02The Pilot Who Only Flies 'Direct To'
We all use GPS, and we all follow that pink line to get to our destination. The difference between a good pilot and a no-so-good pilot is a backup plan. A pilot that does nothing more than pushes “Direct” and then follows the magenta line on the GPS will be completely unprepared (and lost!) when the GPS signal fails (which, admittedly, is rare), or when the electrical system fails (less rare) or when ATC assigns a different route or vectors your airplane around until you have no idea where you are anymore. Most pilots are familiar enough with their avionics to maintain their awareness of the world around them, but many pilots have forgotten how to navigate without the “Direct To” function.

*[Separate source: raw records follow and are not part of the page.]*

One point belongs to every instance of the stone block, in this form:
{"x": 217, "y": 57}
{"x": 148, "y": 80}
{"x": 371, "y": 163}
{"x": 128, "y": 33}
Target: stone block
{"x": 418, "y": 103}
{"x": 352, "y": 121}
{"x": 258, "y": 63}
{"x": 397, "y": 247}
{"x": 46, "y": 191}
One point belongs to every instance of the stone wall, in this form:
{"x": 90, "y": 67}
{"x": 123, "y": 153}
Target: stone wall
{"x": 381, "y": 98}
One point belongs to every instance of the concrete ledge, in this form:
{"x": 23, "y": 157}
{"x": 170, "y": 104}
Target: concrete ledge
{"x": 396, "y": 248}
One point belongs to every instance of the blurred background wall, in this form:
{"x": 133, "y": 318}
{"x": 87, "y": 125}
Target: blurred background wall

03The Pilot Who Forgoes the Weather Briefing
The weather can change in an instant. So the pilot who drives to the airport, looks up at the sun shining in the sky, and then hops in the airplane for a cross-country flight without proper weather planning is taking a risk. Even if you plan to stay near the airport, the weather can change quickly and when you least expect it. Winds can pick up, clouds can roll in, or the temperature can quickly lower to the dew point, resulting in the formation of fog.

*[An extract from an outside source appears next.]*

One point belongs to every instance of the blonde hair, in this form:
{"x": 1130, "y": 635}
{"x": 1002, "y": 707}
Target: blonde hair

04The Pilot Who Thinks NOTAMS and TFRs Don't Apply to Him.
Nobody wants to be intercepted by a fighter jet armed with weapons, right? And nobody wants to inadvertently land at an airport that was closed earlier in the day unbeknownst to them. Checking NOTAMs and TFRs is just a no-brainer.

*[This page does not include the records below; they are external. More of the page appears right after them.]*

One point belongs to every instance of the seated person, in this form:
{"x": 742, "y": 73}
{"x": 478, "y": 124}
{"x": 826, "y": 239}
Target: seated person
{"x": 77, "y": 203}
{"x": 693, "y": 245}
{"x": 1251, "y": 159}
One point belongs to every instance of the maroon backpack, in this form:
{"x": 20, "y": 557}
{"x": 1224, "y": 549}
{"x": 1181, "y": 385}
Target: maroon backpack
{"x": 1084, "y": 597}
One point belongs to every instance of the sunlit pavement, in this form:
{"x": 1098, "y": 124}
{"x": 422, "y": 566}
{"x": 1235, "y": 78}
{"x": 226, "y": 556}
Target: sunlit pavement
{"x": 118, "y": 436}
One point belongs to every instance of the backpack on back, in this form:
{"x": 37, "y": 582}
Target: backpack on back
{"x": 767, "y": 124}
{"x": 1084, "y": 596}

05The Pilot Who Ignores Another Pilot's Warnings
When an experienced flight instructor comes into the flight planning room and says, “The wind is really howling out there - I had full crosswind input in and barely made it down!” and then your low-time private pilot friend says, “Eh, it doesn't look that bad. Let’s go do some touch-and-goes," that’s a big red flag. Of course, we all have our own personal minimums and some pilots are more skilled than others, but a direct warning from one pilot to another should always be carefully considered.
06The Cranky Pilot
Everybody has a bad day from time to time, but most of us it’s temporary. Occasionally, you’ll find yourself in an airplane with someone who seems to really hate life. These people are not only unhappy, but they make everyone around them unhappy, too. And in most cases, being rude or intimidating will result in a breakdown in communication, which can lead to a complete crew resource management failure in the cockpit - never a good thing.
07The Pilot Who Smells Like Alcohol.
This is a no-brainer, but pilots still seem to have a reputation for being heavy drinkers. It’s one thing to have a beer when you’re on the ground, but if you drank so much the night before a flight that you smell like alcohol the next morning, you’re likely to disappoint your fellow crew members. And if you have passengers, they may be delayed while waiting for a new, totally sober crew member to show up. Even if you’re not a required crew member, if you’re sitting at the controls in my airplane, you’d better be - and smell - completely sober.
08The Macho Pilot
The pilot who can do everything and knows everything and wants to show you everything he can do and everything that he knows is a pilot nobody wants to fly with. It seems like every airport has a pilot with a hazardous attitude like this. They’re often loners because anyone who has been around a while knows them well enough to steer clear of their hangar. But occasionally, you’ll find yourself in an airplane with that guy who is famous for saying, “Watch this!” Do what you can to get out. What follows rarely ends well.
09The Pilot who Doesn't Think CRM Applies to Him
It would seem that everyone is on board with crew resource management these days. Or, at least they’ll tell you they are. One of the worst types of people to fly with is the pilot in command who says he's all about teamwork and open communication, and then tells you to sit there and be quiet while they make all the decisions on their own. They don’t usually know they’re doing this, but it's very hazardous to the CRM environment and the flight. Not to mention, it’s just really annoying.